Management of Eustachian tube dysfunction typically includes medical therapy, which may be antihistamines, intranasal corticosteroids, and noninvasive autoinflation maneuvers. Patients with uncontrolled symptoms typically undergo myringotomy with placement of pressure equalization tubes. An alternative is direct surgical management of the Eustachian tube dysfunction. Addressing disease contributing to Eustachian tube dysfunction have included adenoidectomy, septoplasty, turbinectomy, and endoscopic sinus surgery.

Balloon dilation of the Eustachian tube is a relatively new concept aimed at addressing cases of Eustachian tube dysfunction that have not responded to medical therapy. Balloon dilation has been successfully employed as a modality in endoscopic sinus surgery.

Balloon dilation of the Eustachian tube is a relatively new surgical procedure that shows promise for the treatment of Eustachian tube dysfunction in carefully selected individuals. Advantages include ease of use, employment of existing endoscopic instrumentation, and compatibility with other endonasal procedures.

Eustachian Tube Balloon Dilatation Surgery

Eustachian Tube Balloon Dilatation Surgery

Endoscopic view of the right Eustachian tube opening prior to dilatation and postoperative follow up.

Eustachian Tube Balloon Dilatation Surgery

Arrow pointing towards the normal opening of the Eustachian tube on the left side.

Eustachian Tube Balloon Dilatation Surgery

Light cable illumination of the eustachian tube opening as viewed with an intact tympanic membrane on the right side.

Endoscopic dilation of left Eustachian tube.

How aera works.

Advances in Rhinological Procedures

Endoscopic Image Guided Balloon Sinuplasty

Endoscopic balloon sinuplasty can be carried out with accuracy using image guidance in the operating room. This can be carried out under topical /local anesthesia with or without sedation in an office setting. This minimally invasive procedure is helpful in performing enlargement of the ostia of the sinuses with minimal trauma to the mucous membrane. The Frontal sinus, Maxillary sinus and the Sphenoid sinuses can be enlarged at the ostia using this procedure. This establishes ventilation and access to the topical medications in the ongoing treatment of sinusitis in patients.

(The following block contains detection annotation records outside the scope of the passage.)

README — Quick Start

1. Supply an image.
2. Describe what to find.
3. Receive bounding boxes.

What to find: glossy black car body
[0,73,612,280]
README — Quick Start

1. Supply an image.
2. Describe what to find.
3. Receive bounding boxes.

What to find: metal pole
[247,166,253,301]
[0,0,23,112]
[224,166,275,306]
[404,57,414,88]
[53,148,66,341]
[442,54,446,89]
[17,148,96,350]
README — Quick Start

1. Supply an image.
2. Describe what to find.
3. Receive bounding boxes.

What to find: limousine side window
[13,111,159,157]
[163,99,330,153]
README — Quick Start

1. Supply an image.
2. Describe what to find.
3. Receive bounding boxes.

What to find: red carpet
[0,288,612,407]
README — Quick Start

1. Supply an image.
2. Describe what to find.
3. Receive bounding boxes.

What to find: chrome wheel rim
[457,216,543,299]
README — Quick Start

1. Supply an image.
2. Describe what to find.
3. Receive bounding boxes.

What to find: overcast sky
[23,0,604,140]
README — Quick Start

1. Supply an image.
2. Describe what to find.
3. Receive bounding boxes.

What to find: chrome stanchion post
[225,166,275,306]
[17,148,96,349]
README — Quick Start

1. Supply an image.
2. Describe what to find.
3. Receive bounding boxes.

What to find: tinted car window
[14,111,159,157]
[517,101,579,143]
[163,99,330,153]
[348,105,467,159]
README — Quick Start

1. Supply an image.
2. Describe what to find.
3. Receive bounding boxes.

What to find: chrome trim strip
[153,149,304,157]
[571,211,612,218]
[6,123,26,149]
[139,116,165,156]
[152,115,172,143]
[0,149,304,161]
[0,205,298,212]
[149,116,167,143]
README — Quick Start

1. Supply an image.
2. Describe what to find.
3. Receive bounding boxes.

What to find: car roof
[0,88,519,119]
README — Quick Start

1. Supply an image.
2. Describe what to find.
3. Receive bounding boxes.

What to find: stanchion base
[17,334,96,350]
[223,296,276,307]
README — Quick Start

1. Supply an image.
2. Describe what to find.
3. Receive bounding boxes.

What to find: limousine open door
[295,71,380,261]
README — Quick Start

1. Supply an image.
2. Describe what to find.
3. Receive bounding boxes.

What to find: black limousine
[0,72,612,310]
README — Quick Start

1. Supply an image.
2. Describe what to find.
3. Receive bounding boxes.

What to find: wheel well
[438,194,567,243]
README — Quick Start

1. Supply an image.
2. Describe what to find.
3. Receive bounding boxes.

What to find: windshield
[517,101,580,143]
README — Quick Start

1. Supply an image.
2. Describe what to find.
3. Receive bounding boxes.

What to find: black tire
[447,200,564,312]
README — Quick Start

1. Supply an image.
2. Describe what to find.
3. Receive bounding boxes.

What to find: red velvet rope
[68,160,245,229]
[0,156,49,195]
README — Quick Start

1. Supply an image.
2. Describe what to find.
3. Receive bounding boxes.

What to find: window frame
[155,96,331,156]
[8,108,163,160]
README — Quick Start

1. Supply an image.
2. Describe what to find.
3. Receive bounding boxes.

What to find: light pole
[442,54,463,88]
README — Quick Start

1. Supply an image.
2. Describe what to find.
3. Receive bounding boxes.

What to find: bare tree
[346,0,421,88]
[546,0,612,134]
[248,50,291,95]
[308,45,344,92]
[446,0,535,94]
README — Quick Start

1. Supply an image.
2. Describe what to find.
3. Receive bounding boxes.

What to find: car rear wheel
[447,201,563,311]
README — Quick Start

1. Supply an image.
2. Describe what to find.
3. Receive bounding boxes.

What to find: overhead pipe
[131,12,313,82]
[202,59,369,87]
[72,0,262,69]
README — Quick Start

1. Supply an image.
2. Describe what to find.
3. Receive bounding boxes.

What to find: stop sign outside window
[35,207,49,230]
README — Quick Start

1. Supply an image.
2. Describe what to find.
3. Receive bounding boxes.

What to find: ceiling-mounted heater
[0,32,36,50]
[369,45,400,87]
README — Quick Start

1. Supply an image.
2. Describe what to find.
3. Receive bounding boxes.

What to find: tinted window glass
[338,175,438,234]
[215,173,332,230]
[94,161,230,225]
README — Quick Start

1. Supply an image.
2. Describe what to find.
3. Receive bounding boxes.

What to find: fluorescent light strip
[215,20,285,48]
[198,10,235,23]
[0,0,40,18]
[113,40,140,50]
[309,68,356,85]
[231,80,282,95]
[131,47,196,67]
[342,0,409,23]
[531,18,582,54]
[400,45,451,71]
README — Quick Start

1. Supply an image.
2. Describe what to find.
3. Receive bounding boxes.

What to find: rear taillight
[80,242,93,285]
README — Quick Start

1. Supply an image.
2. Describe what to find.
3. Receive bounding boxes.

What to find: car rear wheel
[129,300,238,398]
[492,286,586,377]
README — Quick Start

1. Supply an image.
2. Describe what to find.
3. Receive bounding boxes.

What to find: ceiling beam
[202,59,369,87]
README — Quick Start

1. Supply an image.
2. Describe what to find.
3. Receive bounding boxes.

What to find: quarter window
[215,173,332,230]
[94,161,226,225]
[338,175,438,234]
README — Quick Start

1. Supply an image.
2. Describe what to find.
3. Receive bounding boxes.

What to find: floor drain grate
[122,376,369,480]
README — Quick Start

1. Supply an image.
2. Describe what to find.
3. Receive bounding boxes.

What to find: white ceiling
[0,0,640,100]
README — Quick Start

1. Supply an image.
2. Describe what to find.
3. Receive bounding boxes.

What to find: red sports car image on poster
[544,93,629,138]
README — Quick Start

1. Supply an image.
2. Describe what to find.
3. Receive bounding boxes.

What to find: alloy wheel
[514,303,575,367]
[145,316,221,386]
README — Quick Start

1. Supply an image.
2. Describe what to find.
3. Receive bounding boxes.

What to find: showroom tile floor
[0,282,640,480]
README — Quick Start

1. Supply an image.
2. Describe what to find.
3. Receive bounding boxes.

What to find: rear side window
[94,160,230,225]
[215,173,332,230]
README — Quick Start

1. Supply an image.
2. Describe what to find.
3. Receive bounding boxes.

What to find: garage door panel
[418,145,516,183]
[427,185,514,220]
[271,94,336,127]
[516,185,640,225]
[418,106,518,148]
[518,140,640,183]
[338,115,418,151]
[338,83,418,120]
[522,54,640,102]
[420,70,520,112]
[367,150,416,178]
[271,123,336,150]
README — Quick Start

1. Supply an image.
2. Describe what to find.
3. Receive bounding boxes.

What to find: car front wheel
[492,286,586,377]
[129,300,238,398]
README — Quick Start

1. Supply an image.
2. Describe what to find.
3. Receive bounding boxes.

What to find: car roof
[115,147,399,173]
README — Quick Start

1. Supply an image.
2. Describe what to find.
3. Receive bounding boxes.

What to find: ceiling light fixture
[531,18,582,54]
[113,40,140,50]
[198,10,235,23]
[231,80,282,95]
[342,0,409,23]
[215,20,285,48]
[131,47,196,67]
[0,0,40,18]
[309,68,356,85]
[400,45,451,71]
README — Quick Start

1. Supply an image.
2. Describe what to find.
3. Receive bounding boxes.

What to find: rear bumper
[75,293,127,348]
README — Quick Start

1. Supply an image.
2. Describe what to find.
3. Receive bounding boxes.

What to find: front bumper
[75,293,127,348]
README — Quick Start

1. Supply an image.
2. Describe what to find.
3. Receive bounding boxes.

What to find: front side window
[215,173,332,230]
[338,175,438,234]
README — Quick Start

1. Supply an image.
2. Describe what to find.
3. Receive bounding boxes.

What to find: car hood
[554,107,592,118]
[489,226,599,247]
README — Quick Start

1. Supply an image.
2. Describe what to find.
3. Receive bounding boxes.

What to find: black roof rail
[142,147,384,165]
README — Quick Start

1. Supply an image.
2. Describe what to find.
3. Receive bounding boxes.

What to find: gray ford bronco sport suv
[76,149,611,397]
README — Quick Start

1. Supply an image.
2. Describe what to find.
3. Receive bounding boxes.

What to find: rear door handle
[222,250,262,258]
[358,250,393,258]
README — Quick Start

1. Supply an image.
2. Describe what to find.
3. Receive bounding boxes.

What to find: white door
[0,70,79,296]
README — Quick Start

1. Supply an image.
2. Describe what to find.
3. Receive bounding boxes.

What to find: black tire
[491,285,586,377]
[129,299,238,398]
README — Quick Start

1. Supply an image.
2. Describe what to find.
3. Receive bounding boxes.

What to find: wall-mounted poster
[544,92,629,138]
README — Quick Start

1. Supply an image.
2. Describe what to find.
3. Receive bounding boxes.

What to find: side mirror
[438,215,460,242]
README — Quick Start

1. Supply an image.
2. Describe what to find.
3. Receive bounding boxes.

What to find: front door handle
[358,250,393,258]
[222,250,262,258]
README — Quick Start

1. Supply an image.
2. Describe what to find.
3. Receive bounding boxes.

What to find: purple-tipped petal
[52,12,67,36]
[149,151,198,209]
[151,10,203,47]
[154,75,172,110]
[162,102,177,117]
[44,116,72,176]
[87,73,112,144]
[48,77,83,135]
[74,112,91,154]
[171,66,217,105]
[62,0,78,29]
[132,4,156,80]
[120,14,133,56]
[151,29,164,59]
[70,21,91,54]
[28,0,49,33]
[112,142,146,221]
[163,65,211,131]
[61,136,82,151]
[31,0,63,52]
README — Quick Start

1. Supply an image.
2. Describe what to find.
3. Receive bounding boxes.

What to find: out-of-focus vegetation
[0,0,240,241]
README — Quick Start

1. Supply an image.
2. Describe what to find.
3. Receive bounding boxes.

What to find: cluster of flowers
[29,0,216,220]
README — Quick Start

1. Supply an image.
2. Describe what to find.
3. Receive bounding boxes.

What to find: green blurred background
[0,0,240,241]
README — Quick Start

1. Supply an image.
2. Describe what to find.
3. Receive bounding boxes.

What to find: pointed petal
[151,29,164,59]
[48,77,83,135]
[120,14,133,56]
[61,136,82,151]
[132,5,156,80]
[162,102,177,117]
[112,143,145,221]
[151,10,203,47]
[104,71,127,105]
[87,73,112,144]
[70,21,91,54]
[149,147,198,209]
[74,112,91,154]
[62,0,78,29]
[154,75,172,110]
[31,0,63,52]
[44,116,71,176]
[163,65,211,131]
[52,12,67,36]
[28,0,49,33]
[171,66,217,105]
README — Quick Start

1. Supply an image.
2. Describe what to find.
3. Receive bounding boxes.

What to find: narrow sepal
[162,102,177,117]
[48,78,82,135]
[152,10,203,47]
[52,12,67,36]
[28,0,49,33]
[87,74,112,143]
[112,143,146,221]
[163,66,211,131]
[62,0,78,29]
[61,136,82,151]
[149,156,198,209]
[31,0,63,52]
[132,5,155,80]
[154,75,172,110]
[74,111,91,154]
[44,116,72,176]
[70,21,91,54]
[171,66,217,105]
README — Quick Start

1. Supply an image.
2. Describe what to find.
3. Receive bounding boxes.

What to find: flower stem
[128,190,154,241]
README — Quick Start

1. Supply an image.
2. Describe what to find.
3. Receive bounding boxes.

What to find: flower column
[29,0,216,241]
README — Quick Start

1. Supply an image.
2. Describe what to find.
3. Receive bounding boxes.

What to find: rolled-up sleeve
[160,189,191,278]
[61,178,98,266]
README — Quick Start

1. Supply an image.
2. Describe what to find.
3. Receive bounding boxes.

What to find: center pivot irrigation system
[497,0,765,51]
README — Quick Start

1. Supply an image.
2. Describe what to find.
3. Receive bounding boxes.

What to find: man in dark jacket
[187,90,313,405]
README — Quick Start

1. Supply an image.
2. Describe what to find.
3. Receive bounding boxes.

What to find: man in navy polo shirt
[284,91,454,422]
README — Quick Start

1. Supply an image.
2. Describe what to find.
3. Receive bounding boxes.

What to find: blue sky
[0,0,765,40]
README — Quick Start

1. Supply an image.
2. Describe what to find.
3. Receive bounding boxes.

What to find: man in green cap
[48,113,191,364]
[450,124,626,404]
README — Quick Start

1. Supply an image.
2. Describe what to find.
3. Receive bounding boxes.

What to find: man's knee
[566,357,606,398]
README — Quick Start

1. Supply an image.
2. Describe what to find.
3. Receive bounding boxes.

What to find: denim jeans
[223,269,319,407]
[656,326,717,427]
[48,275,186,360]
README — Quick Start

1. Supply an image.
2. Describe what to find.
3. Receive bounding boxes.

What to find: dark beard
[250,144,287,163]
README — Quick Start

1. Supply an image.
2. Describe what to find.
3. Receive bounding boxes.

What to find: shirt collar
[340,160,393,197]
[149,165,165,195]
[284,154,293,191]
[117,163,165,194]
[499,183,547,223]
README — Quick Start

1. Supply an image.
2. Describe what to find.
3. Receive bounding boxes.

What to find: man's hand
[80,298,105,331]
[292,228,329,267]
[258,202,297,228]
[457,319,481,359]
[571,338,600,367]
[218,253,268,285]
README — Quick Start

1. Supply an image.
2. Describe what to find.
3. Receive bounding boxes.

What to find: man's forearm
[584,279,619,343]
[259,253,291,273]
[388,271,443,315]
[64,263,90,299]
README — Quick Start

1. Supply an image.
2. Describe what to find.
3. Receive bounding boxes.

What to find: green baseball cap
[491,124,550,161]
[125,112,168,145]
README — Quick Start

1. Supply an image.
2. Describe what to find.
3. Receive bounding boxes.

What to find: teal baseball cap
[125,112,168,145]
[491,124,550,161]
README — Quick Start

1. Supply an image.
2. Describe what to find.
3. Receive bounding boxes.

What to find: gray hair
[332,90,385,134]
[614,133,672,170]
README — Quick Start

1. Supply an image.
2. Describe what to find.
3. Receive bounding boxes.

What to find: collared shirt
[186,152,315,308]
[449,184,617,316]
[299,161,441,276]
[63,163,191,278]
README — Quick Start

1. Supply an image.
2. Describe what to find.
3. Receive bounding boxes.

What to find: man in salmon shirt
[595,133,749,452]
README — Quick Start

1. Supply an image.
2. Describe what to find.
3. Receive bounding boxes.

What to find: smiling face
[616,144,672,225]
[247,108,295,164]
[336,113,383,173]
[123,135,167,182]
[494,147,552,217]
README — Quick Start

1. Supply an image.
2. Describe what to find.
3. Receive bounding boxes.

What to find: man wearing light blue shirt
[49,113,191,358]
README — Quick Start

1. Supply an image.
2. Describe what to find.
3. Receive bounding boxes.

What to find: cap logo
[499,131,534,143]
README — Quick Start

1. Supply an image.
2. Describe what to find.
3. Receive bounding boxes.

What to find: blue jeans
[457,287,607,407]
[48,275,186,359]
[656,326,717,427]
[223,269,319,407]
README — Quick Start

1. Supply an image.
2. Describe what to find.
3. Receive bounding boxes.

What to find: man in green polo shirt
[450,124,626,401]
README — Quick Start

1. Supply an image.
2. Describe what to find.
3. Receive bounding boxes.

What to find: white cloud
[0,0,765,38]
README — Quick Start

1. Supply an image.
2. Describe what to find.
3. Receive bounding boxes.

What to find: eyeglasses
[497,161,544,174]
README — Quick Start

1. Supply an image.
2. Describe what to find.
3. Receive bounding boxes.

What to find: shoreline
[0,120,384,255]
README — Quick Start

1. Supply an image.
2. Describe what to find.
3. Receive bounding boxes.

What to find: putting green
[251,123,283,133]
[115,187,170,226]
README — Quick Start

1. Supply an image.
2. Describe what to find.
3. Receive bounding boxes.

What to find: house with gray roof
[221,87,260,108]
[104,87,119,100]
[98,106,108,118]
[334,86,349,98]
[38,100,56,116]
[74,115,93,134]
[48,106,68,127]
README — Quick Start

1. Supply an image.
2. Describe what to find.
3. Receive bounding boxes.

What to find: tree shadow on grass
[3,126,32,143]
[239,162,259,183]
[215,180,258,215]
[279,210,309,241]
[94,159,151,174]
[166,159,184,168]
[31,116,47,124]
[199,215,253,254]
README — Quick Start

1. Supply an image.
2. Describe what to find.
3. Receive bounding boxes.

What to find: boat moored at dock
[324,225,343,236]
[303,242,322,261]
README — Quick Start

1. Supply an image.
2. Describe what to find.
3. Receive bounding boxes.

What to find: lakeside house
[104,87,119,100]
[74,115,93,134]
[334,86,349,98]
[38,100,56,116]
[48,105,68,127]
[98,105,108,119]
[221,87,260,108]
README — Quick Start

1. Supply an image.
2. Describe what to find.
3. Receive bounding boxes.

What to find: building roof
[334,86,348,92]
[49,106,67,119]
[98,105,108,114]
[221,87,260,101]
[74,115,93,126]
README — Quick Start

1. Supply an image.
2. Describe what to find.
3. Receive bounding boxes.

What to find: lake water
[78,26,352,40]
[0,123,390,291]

Recovery Period: Approximately Two Weeks

Balloon sinuplasty animation.

Endoscopic Cryoablation of the Spheno Palatine Ganglion (Clarifix)

This recent introduction of cryo ablation of the spheno palatine ganglion area and it postganglionic fibers have proven to be of significant value in the successful management of Chronic rhinitis and Allergic Rhinitis. This is can be carried out with topical / local anesthesia with or with or without sedation in an office setting.

Recovery Period: Approximately Two Weeks

Endoscopic Partial Inferior Turbinectomy

Hypertrophy of the inferior turbinates associated with sinusitis and allergies can be successfully managed by performing inferior turbinectomy under topical or local anesthesia. This is also helpful in treating Obstructive Sleep Apnea. This can be carried out in office setting under topical or local anesthesia with or without sedation.

Recovery Period: Approximately Two Weeks

Correction Of Nasal Valve Stenosis With Latera Implants

The introduction of the lateral implants in an office setting improves the nasal airway in patient with nasal valve issues. This can significantly improve the nasal airway with no aesthetic changes in the appearance of the nose.